Several major lacunae are obvious from the windfall of confidential diplomatic documents that have become available. Pay attention to what's not there.

 

  • WikiLeaks: Full Ynetnews coverage

 

First, there was and is no coherent policy, especially with regard to the Israeli-Palestinian conflict, and little understanding of terrorism and how to eliminate it. Instead of building coalitions, working out strategies, and focusing on terrorist infrastructures, diplomats spent time spying on each other, and gabbing, with little, or nothing to show for it.

 

A great deal of shadow-boxing, but no one got into the ring.

 

Second, according to the leaked documents, President Shimon Peres' comment that the Oslo Accords were a mistake is not new; he and nearly everyone else involved have admitted it.
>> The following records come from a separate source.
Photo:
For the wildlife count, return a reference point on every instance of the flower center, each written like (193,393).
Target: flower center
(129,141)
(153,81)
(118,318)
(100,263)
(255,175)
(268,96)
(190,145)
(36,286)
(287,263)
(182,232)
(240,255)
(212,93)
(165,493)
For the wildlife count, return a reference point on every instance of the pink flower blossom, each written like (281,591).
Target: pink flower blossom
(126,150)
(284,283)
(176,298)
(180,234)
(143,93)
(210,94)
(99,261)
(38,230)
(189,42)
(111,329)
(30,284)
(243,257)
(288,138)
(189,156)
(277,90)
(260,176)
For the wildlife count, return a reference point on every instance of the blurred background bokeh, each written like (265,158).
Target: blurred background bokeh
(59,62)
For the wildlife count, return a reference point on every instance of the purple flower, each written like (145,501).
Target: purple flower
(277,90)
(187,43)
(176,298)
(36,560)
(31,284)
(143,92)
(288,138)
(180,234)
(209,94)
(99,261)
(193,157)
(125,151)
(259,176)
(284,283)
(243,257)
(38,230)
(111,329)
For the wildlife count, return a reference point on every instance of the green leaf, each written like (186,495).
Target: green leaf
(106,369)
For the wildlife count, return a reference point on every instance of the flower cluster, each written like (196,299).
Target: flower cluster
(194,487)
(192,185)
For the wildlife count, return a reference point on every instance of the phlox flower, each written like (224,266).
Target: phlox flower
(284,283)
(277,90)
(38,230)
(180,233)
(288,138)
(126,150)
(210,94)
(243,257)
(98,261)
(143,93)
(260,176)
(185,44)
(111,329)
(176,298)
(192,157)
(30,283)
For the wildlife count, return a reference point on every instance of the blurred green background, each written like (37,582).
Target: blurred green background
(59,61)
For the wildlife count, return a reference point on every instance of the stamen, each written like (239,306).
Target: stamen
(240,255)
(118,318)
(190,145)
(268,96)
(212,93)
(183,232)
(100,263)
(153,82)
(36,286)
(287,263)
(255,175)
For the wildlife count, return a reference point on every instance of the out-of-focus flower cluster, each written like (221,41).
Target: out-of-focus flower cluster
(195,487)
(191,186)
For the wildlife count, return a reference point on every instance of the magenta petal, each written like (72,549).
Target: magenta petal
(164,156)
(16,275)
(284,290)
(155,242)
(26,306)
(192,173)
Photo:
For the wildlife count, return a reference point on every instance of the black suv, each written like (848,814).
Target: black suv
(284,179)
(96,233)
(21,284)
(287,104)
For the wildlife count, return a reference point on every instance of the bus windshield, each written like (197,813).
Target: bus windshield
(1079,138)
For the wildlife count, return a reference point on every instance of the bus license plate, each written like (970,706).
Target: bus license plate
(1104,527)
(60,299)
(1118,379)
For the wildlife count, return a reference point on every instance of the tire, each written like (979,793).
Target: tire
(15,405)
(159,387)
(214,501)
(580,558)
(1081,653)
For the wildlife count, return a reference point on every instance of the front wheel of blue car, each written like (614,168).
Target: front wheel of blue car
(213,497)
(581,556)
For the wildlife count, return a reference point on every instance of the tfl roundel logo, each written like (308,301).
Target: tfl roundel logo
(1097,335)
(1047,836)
Yet, those who are responsible for that mess not only insist on perpetuating it, but insist on its full implementation, via the Saudi/Arab/Geneva Initiatives and other surrender plans.

 

One of the greatest blunders in Israeli history, the Oslo Accords, has never been investigated.

 

Third, the centrality of resolving the Palestinian problem, and the urgency attached was a myth; yet, some Israeli politicians – and most media - continue to promote it.

 

Finally, it is likely that public and persistent calls for attacking Iran's nuclear facilities, especially by Israeli and US politicians and pundits, deterred Arab countries from launching their own actions quietly and indirectly, not wanting to be seen as pro-West/anti-Muslim. Iran can and should be dealt with by those Muslim countries it threatens.

 

This is important since countries, companies and banks that built and supplied Iran and continue to do so, directly and indirectly, are well known. Sanctions may squeeze Iran, but will have little effect on stopping its nuclear ambitions.

 

Ironically, the more Israel threatened to initiate an attack on Iran, the less likely it could have happened. In other words, Israel's focus on Iran hyped public concern in Israel and served to divert attention from domestic issues.

 

Where are Israel’s whistleblowers?

Israeli leaders, for example, used the Iranian threat as an excuse to stop settlement building and destroy Jewish homes, arguing that it was necessary in order to secure American assistance against Iran. That was a false and misleading premise.

 

Israeli leaders should conclude, no doubt, that this US Administration cannot be counted on in future confrontations with Arab countries, their terrorist proxies, and independent terrorist groups. Oozing from the leaked documents are not insights and principles, but intrigue and betrayal. Israel will be sold out faster than you can say Wikileaks.

 

This is a warning of the extent to which opponents of settlements will use every means at their disposal to carry out their agenda regardless of the consequences. Yet, no policy review will be initiated in Knesset with MK Shaul Mofaz's chairmanship of the Defense and Foreign Affairs committee, since he is part of the subterfuge.

 

Those responsible for the Oslo Accords and its successors, and those who continue to promote it, funded by foreign governments, against Israeli national interests, without transparency, owe the Israeli people an explanation. Israeli political leaders involved in promoting and protecting this scandal should be investigated.

 

Where are Israel's whistleblowers and document-leakers who will expose this mess?